MUTLU BİR RASTLANTI Bilmiyoruz, bu konuda, üyeleriniz Sayın Doğan ve Sayın Özkök'ten hiç bilgi alma ihtiyacı duydunuz mu? Burada, geçmişe dair bir özeleştiri notu da eklemeliyiz. Şu anda içinden size hitap ettiğimiz SABAH gazetesi de, o dönemdeki patronaj ve editoryal yönetim kadrolarıyla ve hatalı kararlarla bulaştığı bankacılık işinde uğradığı felaketin de etkisiyle, maalesef, en büyük medya grubunun sahibi olan Sayın Doğan'ın gölgesi, çizgisi ve yakın kontrolü altındaydı. Ve yukarıdakiler bir ayıp ve utanç ise, onları paylaşmıştı. Şu anda bunları bu açıklıkla yazabilmemizin koşulları, gazetecilik açısından mutlu rastlantı ve gelişmeler sonucunda mümkün oldu.
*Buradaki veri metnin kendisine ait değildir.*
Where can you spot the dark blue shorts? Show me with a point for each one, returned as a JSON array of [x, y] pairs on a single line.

YUTMAK İSTEDİ AMA... Sayın Doğan'ın kontrolü altına giren ve onun, tabiri caizse "yutmak" istediği SABAH gazetesi ve kardeş yayınları, geçmişin borç yükümlülükleri konusunda ilgili kamu kuruluşlarıyla yapılan bir dizi anlaşmanın ve verilen taahhütlerin de ışığında, farklı bir yönetim yapısına kavuştu. Ayrıca, geçmişte bu gazetenin gazetecilik çizgisinin çok uzağına çekilmesinde büyük rolleri olan editoryal yöneticiler bir günde gazeteden ayrılarak başka bir gazete çıkardılar. Amaç SABAH'ın bir kopyasını yapmak ve SABAH'ı batırmaktı. Ve maalesef, bu operasyonun başında, ilkeleri arasında "gazeteleri yaşatmak" da olan WAN'ın yönetiminden Sayın Doğan bulunuyordu. Bu girişimi teşvik ve finanse etmişti. Ele geçiremediği SABAH'ı, içini boşaltıp taklidi bir gazete kurdurarak açıkça batırmak istemişti. SABAH o dönemeçten sonra, geçmişinin hatalarını unutmayarak ve onlardan da ders alarak, ama o geçmişten de koparak, bağımsız gazeteciliği şiar edinen bir yapıya kavuştu. Çökme noktasına gelmiş tirajı, kurumaya yüz tutmuş ilan gelirleri ve en önemlisi, okurların da takdiriyle, hırpalanmış itibarı yükseldi. Sayın Doğan'ın bugün de hazmedemediği ve yönetiminde bulunduğu WAN'ın temel ilke ve görevlerine aykırı olarak, batırmaya, engellemeye, tahrip etmeye çabaladığı bu gazeteden sesleniyoruz size. Bir zamanlar doğrudan sahibi olduğu gazetelerin yanı sıra, başta SABAH, başka gazete ve medya grupları üstünde de tahakkümüyle, toplam ulusal tirajın yüzde 80'ine yakınını, toplam ilanların da bir o kadarını kontrol edebilen, gazete dağıtımında "kartel", daha doğrusu tekel yapısına sahip şirketiyle, yayınlara dağıtım bedeli, bayilere pay dayatmada tek ses olan Sayın Doğan bu yeni tabloya karşı çok öfkeli.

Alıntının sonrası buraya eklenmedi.